- Born: c. 1852 Odesa, Kherson Governorate, Russian Empire
- Died: June 7, 1904 (aged 51–52) Orange, New Jersey, US
- Cause of death: Suicide by firearm
- Spouses: Annetta Schwartz ​(divorced)​; Emma Thomashefsky ​(separated)​;
- Children: 4
- Relatives: Boris Thomashefsky (brother-in-law); Bessie Thomashefsky (sister-in-law); Paul Muni (son-in-law); Berta Gersten (daughter-in-law); Michael Tilson Thomas (great-nephew);

= Moishe Finkel =

Yiddish theatre performer (c.1852 – 1904)

Moishe Finkel (משה פינקעל; c. 1852 – June 7, 1904), also known as Morris Finkel and Maurice Finkel, was a Yiddish theater actor, theatre director and manager. Finkel died during the attempted murder-suicide of his estranged wife, Emma Thomashefsky, and her partner David Levinson.

==Biography==
Finke was born around 1852 (Note: Also cited as 1885 and 1845.) in Odesa, Kherson Governorate (present-day Ukraine) possibly under the name Moishe Friedman.
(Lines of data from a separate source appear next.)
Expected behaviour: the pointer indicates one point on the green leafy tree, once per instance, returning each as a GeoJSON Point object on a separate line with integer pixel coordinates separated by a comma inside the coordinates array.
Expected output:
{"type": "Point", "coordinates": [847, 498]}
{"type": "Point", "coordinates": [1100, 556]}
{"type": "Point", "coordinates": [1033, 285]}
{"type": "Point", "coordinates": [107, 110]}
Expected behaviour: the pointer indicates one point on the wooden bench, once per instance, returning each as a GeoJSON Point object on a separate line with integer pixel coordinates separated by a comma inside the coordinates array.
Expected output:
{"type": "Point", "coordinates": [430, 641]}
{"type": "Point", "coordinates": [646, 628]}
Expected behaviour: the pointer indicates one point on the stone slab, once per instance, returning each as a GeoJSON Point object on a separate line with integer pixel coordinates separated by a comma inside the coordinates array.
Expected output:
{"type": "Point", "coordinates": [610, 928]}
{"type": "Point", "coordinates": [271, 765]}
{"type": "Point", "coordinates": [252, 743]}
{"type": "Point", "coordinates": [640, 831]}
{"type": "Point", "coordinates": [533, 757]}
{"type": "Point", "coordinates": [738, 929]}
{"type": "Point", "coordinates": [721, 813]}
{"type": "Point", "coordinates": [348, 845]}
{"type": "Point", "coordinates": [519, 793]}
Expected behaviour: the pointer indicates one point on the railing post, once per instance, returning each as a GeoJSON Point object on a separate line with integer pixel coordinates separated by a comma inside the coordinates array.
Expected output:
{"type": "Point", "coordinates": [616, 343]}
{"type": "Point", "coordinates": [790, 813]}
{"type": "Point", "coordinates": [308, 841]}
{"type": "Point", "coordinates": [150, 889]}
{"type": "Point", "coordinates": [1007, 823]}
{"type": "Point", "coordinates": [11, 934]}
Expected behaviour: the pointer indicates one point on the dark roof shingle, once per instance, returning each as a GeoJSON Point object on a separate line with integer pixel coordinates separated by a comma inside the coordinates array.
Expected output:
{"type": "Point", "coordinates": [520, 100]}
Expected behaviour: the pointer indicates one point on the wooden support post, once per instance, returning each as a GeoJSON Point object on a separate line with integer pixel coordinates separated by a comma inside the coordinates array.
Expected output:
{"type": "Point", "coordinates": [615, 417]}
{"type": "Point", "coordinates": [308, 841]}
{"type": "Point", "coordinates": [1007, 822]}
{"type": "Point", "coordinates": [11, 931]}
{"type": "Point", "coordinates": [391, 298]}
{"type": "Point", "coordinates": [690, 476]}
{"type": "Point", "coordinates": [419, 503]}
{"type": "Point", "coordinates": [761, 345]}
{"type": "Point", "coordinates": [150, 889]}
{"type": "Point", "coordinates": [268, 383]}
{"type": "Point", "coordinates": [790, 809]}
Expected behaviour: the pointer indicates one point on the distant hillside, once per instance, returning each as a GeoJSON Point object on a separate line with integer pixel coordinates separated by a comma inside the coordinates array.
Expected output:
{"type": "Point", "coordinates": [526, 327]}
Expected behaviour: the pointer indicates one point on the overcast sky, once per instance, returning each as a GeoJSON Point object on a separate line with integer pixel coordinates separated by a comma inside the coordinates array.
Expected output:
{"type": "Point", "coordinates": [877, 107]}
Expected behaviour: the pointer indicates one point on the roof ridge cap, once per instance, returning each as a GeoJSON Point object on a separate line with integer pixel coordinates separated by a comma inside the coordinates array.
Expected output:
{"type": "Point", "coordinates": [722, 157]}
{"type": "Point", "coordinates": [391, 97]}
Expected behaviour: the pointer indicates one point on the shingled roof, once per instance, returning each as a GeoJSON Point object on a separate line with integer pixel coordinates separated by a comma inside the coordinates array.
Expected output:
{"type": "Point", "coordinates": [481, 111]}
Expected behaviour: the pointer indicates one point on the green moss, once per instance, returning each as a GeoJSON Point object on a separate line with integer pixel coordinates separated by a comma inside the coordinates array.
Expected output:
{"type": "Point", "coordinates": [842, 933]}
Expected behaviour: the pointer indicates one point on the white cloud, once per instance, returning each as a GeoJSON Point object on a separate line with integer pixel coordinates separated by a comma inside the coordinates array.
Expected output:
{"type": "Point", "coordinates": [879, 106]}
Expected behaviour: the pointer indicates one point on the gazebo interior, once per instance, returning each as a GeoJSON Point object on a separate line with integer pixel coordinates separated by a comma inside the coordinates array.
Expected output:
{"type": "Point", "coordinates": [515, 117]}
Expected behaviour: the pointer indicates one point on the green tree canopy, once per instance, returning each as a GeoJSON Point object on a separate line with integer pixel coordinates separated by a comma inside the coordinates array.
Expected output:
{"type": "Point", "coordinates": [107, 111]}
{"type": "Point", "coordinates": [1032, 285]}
He was business partner first of Abraham Goldfaden and later of Sigmund Mogulesko (the greatest Yiddish star of the generation) and, for a time, was married to prima donna Annetta Schwartz. Together, they dominated Yiddish theatre in Bucharest in the early 1880s and in New York City in the late 1880s and into the 1890s, with a repertoire based mainly in the works of Joseph Lateiner and Moses Horowitz.

After divorcing Schwartz, who returned to Europe, Finkel, then in his 40s, married 16-year-old Emma Thomashefsky, sister of one of the most powerful figures in Yiddish theatre, Boris Thomashefsky. They had two children, but their relationship was always troubled and eventually Emma Finkel left her husband and began divorce proceedings. Her suit mentioned examples of spousal cruelty including violence. She began a relationship with another actor, David Levinson. At the same time, Moishe Finkel's business partnership with Jacob Adler, which entailed managing the Grand Theatre together, ended with a bitter dispute and a legal battle for control of the theatre eventually settled in Adler's favor. Emma Finkel and her lover had continued working for Adler.

On June 7, 1904, while Emma, the children and Levinson were staying at a summer colony in Orange, New Jersey, Finkel turned up unexpectedly and shot his wife, Levinson, and himself. He killed himself and seriously injured his wife. Levinson was unhurt.

Jacob Adler wrote of him that he "never smiled" and other contemporaneous accounts concur that he had a difficult personality. Finkel's son from his first marriage, Abem Finkel, became a Hollywood scriptwriter. Another son, Isaac Hershel (later known as Irwin H. Fenn), married actress Berta Gersten. The children from his marriage to Emma, Bella and Lucy Finkel, became Yiddish actors. Bella married Paul Muni. Emma Thomashefsky Finkel lived partially paralyzed for a number of years, and continued to act in roles that could be played sitting down. She died of complications from her condition in 1929, aged 46.